Created from <SR 3-6337737318>

Applies to:

Sun ZFS Storage 7420 - Version All Versions and later
Sun ZFS Storage 7120 - Version All Versions and later
Sun Storage 7410 Unified Storage System - Version All Versions and later
Sun Storage 7310 Unified Storage System - Version All Versions and later
Sun ZFS Storage 7320 - Version All Versions and later
7000 Appliance OS (Fishworks)

Symptoms

A solaris host uses ZFS filesystem. Only 1 LUN is used from the ZFS appliance. This LUN has a volblocksize of 8KB (defined on the ZFS appliance). The data filesystem has a recordsize of 128KB.

 host # zpool status
   pool: data
  state: ONLINE
   scan: none requested
 config:

       NAME                     STATE     READ WRITE CKSUM
       data                     ONLINE       0     0     0
         c5t21000024FF2D607Fd2  ONLINE       0     0     0 <<< LUN exported by a 7120 (zfs appliance)

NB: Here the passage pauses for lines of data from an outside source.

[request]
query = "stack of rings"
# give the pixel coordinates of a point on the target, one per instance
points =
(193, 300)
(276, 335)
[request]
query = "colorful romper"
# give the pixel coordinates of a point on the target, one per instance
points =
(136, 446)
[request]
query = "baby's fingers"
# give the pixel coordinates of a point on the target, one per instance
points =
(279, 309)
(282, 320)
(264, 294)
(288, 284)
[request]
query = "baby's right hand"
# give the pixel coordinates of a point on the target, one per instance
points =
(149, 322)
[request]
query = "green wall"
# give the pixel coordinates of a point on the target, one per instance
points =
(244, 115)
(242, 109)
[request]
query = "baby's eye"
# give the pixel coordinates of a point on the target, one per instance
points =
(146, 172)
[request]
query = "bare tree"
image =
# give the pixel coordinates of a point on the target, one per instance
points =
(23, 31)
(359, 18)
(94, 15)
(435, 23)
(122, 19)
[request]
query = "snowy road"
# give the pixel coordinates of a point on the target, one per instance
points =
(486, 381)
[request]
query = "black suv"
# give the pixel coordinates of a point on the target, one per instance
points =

Performance is not as expected. We cannot sustain more than 50 MB/s for IO writes.

Cause

  • Partition alignment is really important to get correct performance. This has to be checked on client side. Solaris hosts using ZFS will have to force alignment using modifications to /kernel/drv/sd.conf and/or ssd.conf.
  • Limited number of maximum outstanding IOs for a LUN. This can be changed dynamically using kernel tuning.

Solution

Here are some recommendations to get the good performance. A filebench result is provided as well.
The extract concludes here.